Full-time graduate students at Manoa would pay $312 more a year in tuition under the proposal, but no increases are recommended for professional schools, including the business, education, nursing, law and medical graduate programs.
For students at the West Oahu and Hilo baccalaureate campuses, UH recommends undergraduate tuition stay flat at $7,200 for the 2017-18 year and increase by 1 percent a year — or $72 annually — in the following two academic years.
The seven community college campuses would see the smallest dollar increases under the proposal.

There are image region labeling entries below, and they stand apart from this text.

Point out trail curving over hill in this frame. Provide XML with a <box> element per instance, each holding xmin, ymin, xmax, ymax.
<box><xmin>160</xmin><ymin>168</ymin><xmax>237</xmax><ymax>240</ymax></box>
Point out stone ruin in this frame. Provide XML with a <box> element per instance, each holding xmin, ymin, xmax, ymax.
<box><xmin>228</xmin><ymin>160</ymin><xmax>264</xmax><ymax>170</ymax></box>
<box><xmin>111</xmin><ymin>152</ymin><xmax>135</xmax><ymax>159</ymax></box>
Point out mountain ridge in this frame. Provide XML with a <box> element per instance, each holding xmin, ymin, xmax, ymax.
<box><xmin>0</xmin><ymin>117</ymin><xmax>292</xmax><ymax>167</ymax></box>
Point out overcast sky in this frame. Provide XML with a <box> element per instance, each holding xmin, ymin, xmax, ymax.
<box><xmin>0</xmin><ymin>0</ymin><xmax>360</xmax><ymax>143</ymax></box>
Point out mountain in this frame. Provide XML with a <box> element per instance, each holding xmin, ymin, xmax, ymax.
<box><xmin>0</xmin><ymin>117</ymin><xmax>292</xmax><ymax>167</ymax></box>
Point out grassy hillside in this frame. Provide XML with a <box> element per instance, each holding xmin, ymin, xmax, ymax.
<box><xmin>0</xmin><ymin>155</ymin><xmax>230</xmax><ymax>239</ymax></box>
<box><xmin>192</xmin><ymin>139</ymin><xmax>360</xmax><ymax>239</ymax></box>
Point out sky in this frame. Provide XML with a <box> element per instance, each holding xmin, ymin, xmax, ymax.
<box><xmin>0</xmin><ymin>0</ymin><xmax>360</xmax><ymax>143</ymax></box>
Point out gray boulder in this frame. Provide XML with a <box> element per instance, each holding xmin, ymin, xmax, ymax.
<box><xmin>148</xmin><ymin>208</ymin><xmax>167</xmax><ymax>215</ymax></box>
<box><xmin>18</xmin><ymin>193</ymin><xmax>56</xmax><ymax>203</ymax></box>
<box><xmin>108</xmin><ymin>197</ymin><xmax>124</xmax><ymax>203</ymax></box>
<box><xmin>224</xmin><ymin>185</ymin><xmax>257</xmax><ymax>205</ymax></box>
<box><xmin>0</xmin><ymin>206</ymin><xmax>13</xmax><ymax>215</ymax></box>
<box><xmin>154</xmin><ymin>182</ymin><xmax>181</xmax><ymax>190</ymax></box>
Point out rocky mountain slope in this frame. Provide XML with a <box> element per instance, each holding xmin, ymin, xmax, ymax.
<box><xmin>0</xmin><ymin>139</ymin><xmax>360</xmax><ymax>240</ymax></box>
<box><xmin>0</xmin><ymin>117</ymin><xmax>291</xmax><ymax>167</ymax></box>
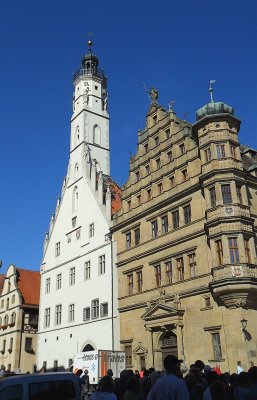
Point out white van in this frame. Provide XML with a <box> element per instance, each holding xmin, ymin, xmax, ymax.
<box><xmin>0</xmin><ymin>372</ymin><xmax>81</xmax><ymax>400</ymax></box>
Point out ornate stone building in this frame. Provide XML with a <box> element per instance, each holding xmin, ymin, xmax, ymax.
<box><xmin>112</xmin><ymin>91</ymin><xmax>257</xmax><ymax>372</ymax></box>
<box><xmin>0</xmin><ymin>265</ymin><xmax>40</xmax><ymax>373</ymax></box>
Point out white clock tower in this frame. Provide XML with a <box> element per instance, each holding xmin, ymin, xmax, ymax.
<box><xmin>37</xmin><ymin>41</ymin><xmax>121</xmax><ymax>370</ymax></box>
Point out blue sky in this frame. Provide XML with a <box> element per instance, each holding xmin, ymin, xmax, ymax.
<box><xmin>0</xmin><ymin>0</ymin><xmax>257</xmax><ymax>273</ymax></box>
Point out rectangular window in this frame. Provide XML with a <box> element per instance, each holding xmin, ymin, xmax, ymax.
<box><xmin>176</xmin><ymin>257</ymin><xmax>184</xmax><ymax>281</ymax></box>
<box><xmin>167</xmin><ymin>150</ymin><xmax>172</xmax><ymax>162</ymax></box>
<box><xmin>91</xmin><ymin>299</ymin><xmax>99</xmax><ymax>319</ymax></box>
<box><xmin>126</xmin><ymin>232</ymin><xmax>131</xmax><ymax>250</ymax></box>
<box><xmin>46</xmin><ymin>278</ymin><xmax>51</xmax><ymax>293</ymax></box>
<box><xmin>136</xmin><ymin>271</ymin><xmax>143</xmax><ymax>293</ymax></box>
<box><xmin>134</xmin><ymin>228</ymin><xmax>140</xmax><ymax>246</ymax></box>
<box><xmin>45</xmin><ymin>308</ymin><xmax>50</xmax><ymax>328</ymax></box>
<box><xmin>55</xmin><ymin>242</ymin><xmax>61</xmax><ymax>257</ymax></box>
<box><xmin>83</xmin><ymin>307</ymin><xmax>90</xmax><ymax>322</ymax></box>
<box><xmin>69</xmin><ymin>304</ymin><xmax>75</xmax><ymax>322</ymax></box>
<box><xmin>244</xmin><ymin>239</ymin><xmax>251</xmax><ymax>264</ymax></box>
<box><xmin>100</xmin><ymin>303</ymin><xmax>108</xmax><ymax>317</ymax></box>
<box><xmin>236</xmin><ymin>185</ymin><xmax>243</xmax><ymax>204</ymax></box>
<box><xmin>209</xmin><ymin>187</ymin><xmax>217</xmax><ymax>207</ymax></box>
<box><xmin>165</xmin><ymin>261</ymin><xmax>172</xmax><ymax>284</ymax></box>
<box><xmin>172</xmin><ymin>210</ymin><xmax>179</xmax><ymax>229</ymax></box>
<box><xmin>230</xmin><ymin>145</ymin><xmax>236</xmax><ymax>158</ymax></box>
<box><xmin>127</xmin><ymin>274</ymin><xmax>134</xmax><ymax>294</ymax></box>
<box><xmin>204</xmin><ymin>147</ymin><xmax>211</xmax><ymax>162</ymax></box>
<box><xmin>154</xmin><ymin>264</ymin><xmax>162</xmax><ymax>287</ymax></box>
<box><xmin>56</xmin><ymin>274</ymin><xmax>62</xmax><ymax>290</ymax></box>
<box><xmin>212</xmin><ymin>333</ymin><xmax>222</xmax><ymax>360</ymax></box>
<box><xmin>221</xmin><ymin>184</ymin><xmax>232</xmax><ymax>204</ymax></box>
<box><xmin>55</xmin><ymin>304</ymin><xmax>62</xmax><ymax>325</ymax></box>
<box><xmin>216</xmin><ymin>144</ymin><xmax>226</xmax><ymax>159</ymax></box>
<box><xmin>188</xmin><ymin>253</ymin><xmax>196</xmax><ymax>278</ymax></box>
<box><xmin>215</xmin><ymin>240</ymin><xmax>223</xmax><ymax>265</ymax></box>
<box><xmin>25</xmin><ymin>338</ymin><xmax>33</xmax><ymax>352</ymax></box>
<box><xmin>161</xmin><ymin>215</ymin><xmax>169</xmax><ymax>234</ymax></box>
<box><xmin>179</xmin><ymin>143</ymin><xmax>186</xmax><ymax>154</ymax></box>
<box><xmin>89</xmin><ymin>223</ymin><xmax>95</xmax><ymax>237</ymax></box>
<box><xmin>228</xmin><ymin>238</ymin><xmax>239</xmax><ymax>264</ymax></box>
<box><xmin>170</xmin><ymin>176</ymin><xmax>175</xmax><ymax>188</ymax></box>
<box><xmin>183</xmin><ymin>204</ymin><xmax>191</xmax><ymax>224</ymax></box>
<box><xmin>124</xmin><ymin>345</ymin><xmax>132</xmax><ymax>368</ymax></box>
<box><xmin>98</xmin><ymin>254</ymin><xmax>105</xmax><ymax>275</ymax></box>
<box><xmin>84</xmin><ymin>261</ymin><xmax>91</xmax><ymax>281</ymax></box>
<box><xmin>70</xmin><ymin>267</ymin><xmax>75</xmax><ymax>286</ymax></box>
<box><xmin>152</xmin><ymin>220</ymin><xmax>158</xmax><ymax>239</ymax></box>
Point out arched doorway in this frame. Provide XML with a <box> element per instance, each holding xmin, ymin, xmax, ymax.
<box><xmin>160</xmin><ymin>331</ymin><xmax>178</xmax><ymax>362</ymax></box>
<box><xmin>82</xmin><ymin>344</ymin><xmax>95</xmax><ymax>353</ymax></box>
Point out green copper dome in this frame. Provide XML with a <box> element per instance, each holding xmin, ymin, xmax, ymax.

Tuition for full-time students who are residents of the state would hold flat in the first year at $3,024 before increasing by $60, or 2 percent, annually in the following two years.
By comparison, a recent survey by the Western Interstate Commission for Higher Education, of which Hawaii is one of 16 member states, found tuition and fees for resident undergraduates at public four-year institutions in the WICHE region averaged $8,081 in 2015-16, up 2.7 percent from the year before.
The Associated Students of the University of Hawaii, the student government representing undergraduates at the Manoa campus, passed a resolution this spring opposing the tuition increases and calling the move “premature.” The group contended in its resolution that tuition increases should be a last resort and called on the university administration to “explore other areas to reallocate the budget to mitigate costs.”
“The ASUH believes that it is important to keep considering both the cost and quality associated with providing an education to the students here at the University of Hawaii, and that the current cost structure is approaching the point where it might not be as valuable pursuing an education here,” the resolution said.
Thirty-eight percent of undergraduates at Manoa have taken out federal loans at help pay for college, and students graduate with a median federal loan debt of $19,509, according to the U.S. Department of Education.
Under the tuition plan, increases to tuition at the
Manoa campus would generate an estimated $2.36 million in 2017-18, an estimated $4.72 million the following year and an estimated
$7.08 million in 2019-20.
Dickson said the projections assume enrollment would hold steady across the campuses.
“The amount generated from the proposed increase is going to be dedicated for the purposes of modernizing facilities, regardless of what happens to enrollment,” she said.
Approximately 230 individuals attended 13 public meetings on the tuition proposal between March and May, and 52 of the attendees gave oral or written testimony.
“The majority who testified opposed the tuition proposal. Their primary concerns were affordability and financial hardship,” according to a memo by Dickson. “A few objected to the use of tuition for deferred maintenance. Other feedback included requests for transparency in how funds from the increases will be spent, and consideration of ways to reduce expenses rather than raising tuition.”